We’re told that HPAIs aren’t a food-safety concern, largely because pasteurization (milk) and cooking (eggs, poultry, beef) tend to kill and disassemble viruses. Indeed, every meat and dairy product we currently eat is already swimming in viruses and bacteria like Salmonella and E. coli that require proper handling. But if you choose to eat raw, look out. A recent study confirms high virus-level infections in rodents fed H5N1-contaminated raw milk. In a June 2024 update, the USDA Animal and Plant Health Inspection Service reported 36 more H5N1 detections in wild house mice in the same New Mexico county, as well as four in local domestic cats (which eat mice and birds). WastewaterSCAN, a national monitoring system based at Stanford University, launched an H5N1 avian influenza wastewater dashboard that now shows detections at about a dozen locations.
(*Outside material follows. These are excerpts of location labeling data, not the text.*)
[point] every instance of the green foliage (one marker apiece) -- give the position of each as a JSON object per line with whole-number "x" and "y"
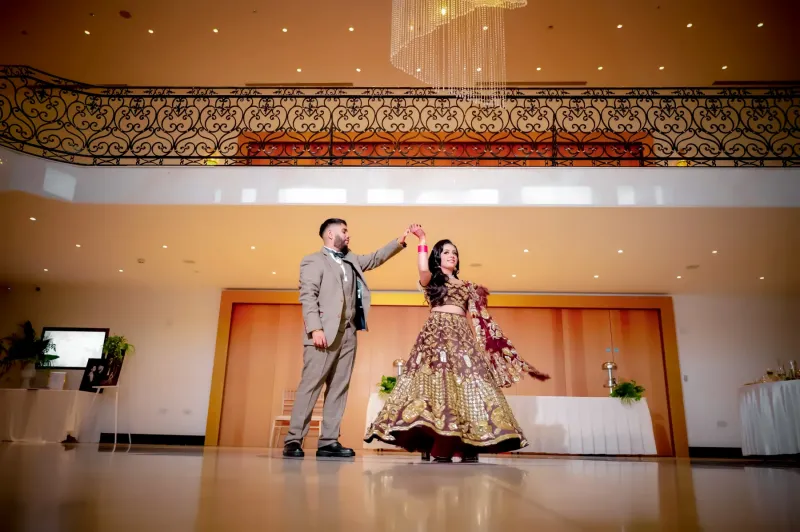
{"x": 386, "y": 385}
{"x": 117, "y": 347}
{"x": 628, "y": 391}
{"x": 28, "y": 347}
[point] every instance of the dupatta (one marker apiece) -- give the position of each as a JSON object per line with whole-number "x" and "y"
{"x": 505, "y": 363}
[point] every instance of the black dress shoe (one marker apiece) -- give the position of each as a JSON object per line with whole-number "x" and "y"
{"x": 293, "y": 449}
{"x": 335, "y": 450}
Is H5N1 coming for us? Is it really only a matter of time before it mutates enough to not just jump into humans, but move between us? Epidemiologists think so. Finland was the first country to offer avian influenza vaccines to poultry farmers, veterinarians, scientists and people who work on fur farms (mink are highly susceptible). In June, the U.S. contracted for millions of H5N1 flu vaccine doses to add to its stockpile, and the EU likewise planned to make 40 million doses for 15 countries. Beyond a dedicated vaccine, having had a number of different seasonal influenza vaccinations might also confer some level of immunity to H5N1. But for now, I suggest we all pay closer attention to a situation that is not only fast-evolving, but unprecedented in the annals of global disease.